Implementation research: what it is and how to do it

Implementation research is a growing but not well understood field of health research that can contribute to more effective public health and clinical policies and programmes. This article provides a broad definition of implementation research and outlines key principles for how to do it

The field of implementation research is growing, but it is not well understood despite the need for better research to inform decisions about health policies, programmes, and practices. This article focuses on the context and factors affecting implementation, the key audiences for the research, implementation outcome variables that describe various aspects of how implementation occurs, and the study of implementation strategies that support the delivery of health services, programmes, and policies. We provide a framework for using the research question as the basis for selecting among the wide range of qualitative, quantitative, and mixed methods that can be applied in implementation research, along with brief descriptions of methods specifically suitable for implementation research. Expanding the use of well designed implementation research should contribute to more effective public health and clinical policies and programmes.

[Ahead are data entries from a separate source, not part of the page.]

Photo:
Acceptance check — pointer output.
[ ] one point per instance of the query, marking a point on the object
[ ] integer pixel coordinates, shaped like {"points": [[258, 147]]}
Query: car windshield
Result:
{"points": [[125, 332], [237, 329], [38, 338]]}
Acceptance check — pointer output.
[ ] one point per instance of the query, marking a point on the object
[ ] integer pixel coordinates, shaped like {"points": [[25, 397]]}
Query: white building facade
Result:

Defining implementation research

Implementation research attempts to solve a wide range of implementation problems; it has its origins in several disciplines and research traditions (supplementary table A). Although progress has been made in conceptualising implementation research over the past decade,1 considerable confusion persists about its terminology and scope.2 3 4 The word “implement” comes from the Latin “implere,” meaning to fulfil or to carry into effect.5 This provides a basis for a broad definition of implementation research that can be used across research traditions and has meaning for practitioners, policy makers, and the interested public: “Implementation research is the scientific inquiry into questions concerning implementation—the act of carrying an intention into effect, which in health research can be policies, programmes, or individual practices (collectively called interventions).”

Implementation research can consider any aspect of implementation, including the factors affecting implementation, the processes of implementation, and the results of implementation, including how to introduce potential solutions into a health system or how to promote their large scale use and sustainability. The intent is to understand what, why, and how interventions work in “real world” settings and to test approaches to improve them.

Principles of implementation research

Implementation research seeks to understand and work within real world conditions, rather than trying to control for these conditions or to remove their influence as causal effects. This implies working with populations that will be affected by an intervention, rather than selecting beneficiaries who may not represent the target population of an intervention (such as studying healthy volunteers or excluding patients who have comorbidities).

Context plays a central role in implementation research. Context can include the social, cultural, economic, political, legal, and physical environment, as well as the institutional setting, comprising various stakeholders and their interactions, and the demographic and epidemiological conditions. The structure of the health systems (for example, the roles played by governments, non-governmental organisations, other private providers, and citizens) is particularly important for implementation research on health.

Implementation research is especially concerned with the users of the research and not purely the production of knowledge. These users may include managers and teams using quality improvement strategies, executive decision makers seeking advice for specific decisions, policy makers who need to be informed about particular programmes, practitioners who need to be convinced to use interventions that are based on evidence, people who are influenced to change their behaviour to have a healthier life, or communities who are conducting the research and taking action through the research to improve their conditions (supplementary table A). One important implication is that often these actors should be intimately involved in the identification, design, and conduct phases of research and not just be targets for dissemination of study results.

Implementation outcome variables

Implementation outcome variables describe the intentional actions to deliver services.6 These implementation outcome variables—acceptability, adoption, appropriateness, feasibility, fidelity, implementation cost, coverage, and sustainability—can all serve as indicators of the success of implementation (table 1 ⇓ ). Implementation research uses these variables to assess how well implementation has occurred or to provide insights about how this contributes to one’s health status or other important health outcomes.